Aquaporin-4 is a potential drug target for traumatic brain injury via aggravating the severity of brain edema

Abstract

Abstract Background Traumatic brain edema (TBE) is caused by a specific water channel mediated by membrane aquaporins. Aquaporin-4 (AQP4) plays an especially important role in this process, but the relationship between AQP4 and TBE remains unclear. The purpose of this study was to explore expression of AQP4 in the hippocampus after traumatic brain injury (TBI), as well as the effect of brain edema on skeletal protein and its function in hippocampal neurons.

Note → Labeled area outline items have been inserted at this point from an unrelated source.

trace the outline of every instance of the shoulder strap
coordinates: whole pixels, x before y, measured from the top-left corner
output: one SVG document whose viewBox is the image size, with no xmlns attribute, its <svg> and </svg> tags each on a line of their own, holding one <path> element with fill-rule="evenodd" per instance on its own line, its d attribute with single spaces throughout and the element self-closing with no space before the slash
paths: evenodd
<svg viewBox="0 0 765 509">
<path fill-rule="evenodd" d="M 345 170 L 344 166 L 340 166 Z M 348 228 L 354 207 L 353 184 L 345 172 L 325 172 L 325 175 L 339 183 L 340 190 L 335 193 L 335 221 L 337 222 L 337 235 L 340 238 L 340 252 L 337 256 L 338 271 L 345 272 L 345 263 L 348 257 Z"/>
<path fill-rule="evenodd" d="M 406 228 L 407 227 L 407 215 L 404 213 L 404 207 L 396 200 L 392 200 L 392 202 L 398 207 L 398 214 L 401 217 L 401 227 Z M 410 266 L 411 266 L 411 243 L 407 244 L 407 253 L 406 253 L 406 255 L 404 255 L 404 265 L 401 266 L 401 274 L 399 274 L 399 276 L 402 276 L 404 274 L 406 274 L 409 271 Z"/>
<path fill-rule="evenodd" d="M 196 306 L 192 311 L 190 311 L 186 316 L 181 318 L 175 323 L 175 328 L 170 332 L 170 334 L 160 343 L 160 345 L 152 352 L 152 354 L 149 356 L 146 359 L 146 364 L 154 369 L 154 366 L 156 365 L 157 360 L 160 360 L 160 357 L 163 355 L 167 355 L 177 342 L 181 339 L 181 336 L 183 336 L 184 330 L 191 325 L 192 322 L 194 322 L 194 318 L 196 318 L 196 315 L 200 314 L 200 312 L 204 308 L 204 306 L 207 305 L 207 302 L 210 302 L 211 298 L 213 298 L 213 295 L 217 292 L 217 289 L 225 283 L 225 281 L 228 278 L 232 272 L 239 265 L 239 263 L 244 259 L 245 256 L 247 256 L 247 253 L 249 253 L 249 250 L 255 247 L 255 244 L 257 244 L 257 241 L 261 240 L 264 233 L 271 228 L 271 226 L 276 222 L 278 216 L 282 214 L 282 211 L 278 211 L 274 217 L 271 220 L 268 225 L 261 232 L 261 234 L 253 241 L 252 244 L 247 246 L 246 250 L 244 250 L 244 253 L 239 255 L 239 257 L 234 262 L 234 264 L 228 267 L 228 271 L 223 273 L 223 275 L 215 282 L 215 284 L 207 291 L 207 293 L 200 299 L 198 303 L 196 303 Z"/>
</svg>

Methods The adult male Wistar rats we divided into a sham group and a TBI group, the latter of which was further divided into 1, 3, 6, 12, 24 and 72 hours (h) and 15 days (d) post injury subgroups. A proper TBI model was established, and brain edema was assessed in each group by water content. We measured the abundance of various proteins, including hypoxia inducible factor-1α (HIF-1α), AQP4, microtubule-associated protein 2 (MAP2), tau-5 protein, phosphorylated level of TAU, synaptophysin, cyclic adenosine monophosphate response element binding protein (CREB), phosphorylated CREB and general control nonrepressed 2, in each group. Hippocampal neurons and spatial memory test were analyzed in different time points. Results Compared with that in the sham group, the level of AQP4 in hippocampal neurons began to significantly increase at 1 h post TBI and then decreased at 15 d post TBI. During this time frame, AQP4 level peaked at 12 and 72 h, and these peaks were closely correlated with high brain water content. HIF-1α displayed a similar trend. Conversely, levels of MAP2 began to decrease at 1 h post TBI and then increase at 15 d post TBI. In addition, the most severe brain edema in rats was found at 24 h post TBI, with neuronal loss and hippocampal dendritic spine injury. Compared to those in the sham group, rats in the TBI groups had significantly prolonged latency and significantly shortened exploration time. Conclusions AQP4 level was closely correlated with severity of brain edema, and abnormal levels thereof aggravated such severity after TBI.